Erasmus MC, Department of Viroscience, Rotterdam, the Netherlands.
Institute of Diagnostic Virology, Friedrich-Loeffler-Institute, Insel Riems, Germany.
PLoS One. 2020 Feb 20;15(2):e0229326. doi: 10.1371/journal.pone.0229326. eCollection 2020.
As high-throughput sequencing technologies are becoming more widely adopted for analysing pathogens in disease outbreaks there needs to be assurance that the different sequencing technologies and approaches to data analysis will yield reliable and comparable results. Conversely, understanding where agreement cannot be achieved provides insight into the limitations of these approaches and also allows efforts to be focused on areas of the process that need improvement. This manuscript describes the next-generation sequencing of three closely related viruses, each analysed using different sequencing strategies, sequencing instruments and data processing pipelines. In order to determine the comparability of consensus sequences and minority (sub-consensus) single nucleotide variant (mSNV) identification, the biological samples, the sequence data from 3 sequencing platforms and the *.bam quality-trimmed alignment files of raw data of 3 influenza A/H5N8 viruses were shared. This analysis demonstrated that variation in the final result could be attributed to all stages in the process, but the most critical were the well-known homopolymer errors introduced by 454 sequencing, and the alignment processes in the different data processing pipelines which affected the consistency of mSNV detection. However, homopolymer errors aside, there was generally a good agreement between consensus sequences that were obtained for all combinations of sequencing platforms and data processing pipelines. Nevertheless, minority variant analysis will need a different level of careful standardization and awareness about the possible limitations, as shown in this study.
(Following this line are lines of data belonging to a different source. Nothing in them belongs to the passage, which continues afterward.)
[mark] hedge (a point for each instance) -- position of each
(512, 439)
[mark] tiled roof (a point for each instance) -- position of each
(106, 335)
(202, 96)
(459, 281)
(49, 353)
随着高通量测序技术在疾病爆发时分析病原体的应用越来越广泛,需要确保不同的测序技术和数据分析方法将产生可靠和可比的结果。相反,了解无法达成一致的地方可以深入了解这些方法的局限性,并使人们能够集中精力改进流程中的某些领域。本文描述了三种密切相关的病毒的下一代测序,每种病毒都使用不同的测序策略、测序仪器和数据处理管道进行分析。为了确定共识序列和少数(亚共识)单核苷酸变异(mSNV)鉴定的可比性,共享了 3 种流感 A/H5N8 病毒的生物样本、来自 3 个测序平台的序列数据以及原始数据的 *.bam 质量修剪对齐文件。该分析表明,最终结果的差异可归因于该过程的所有阶段,但最关键的是 454 测序引入的众所周知的长聚核苷酸错误,以及不同数据处理管道中的对齐过程,这会影响 mSNV 检测的一致性。然而,除了长聚核苷酸错误之外,对于所有测序平台和数据处理管道组合获得的共识序列通常都有很好的一致性。然而,正如本研究所示,少数变异分析将需要不同程度的仔细标准化和对可能的局限性的认识。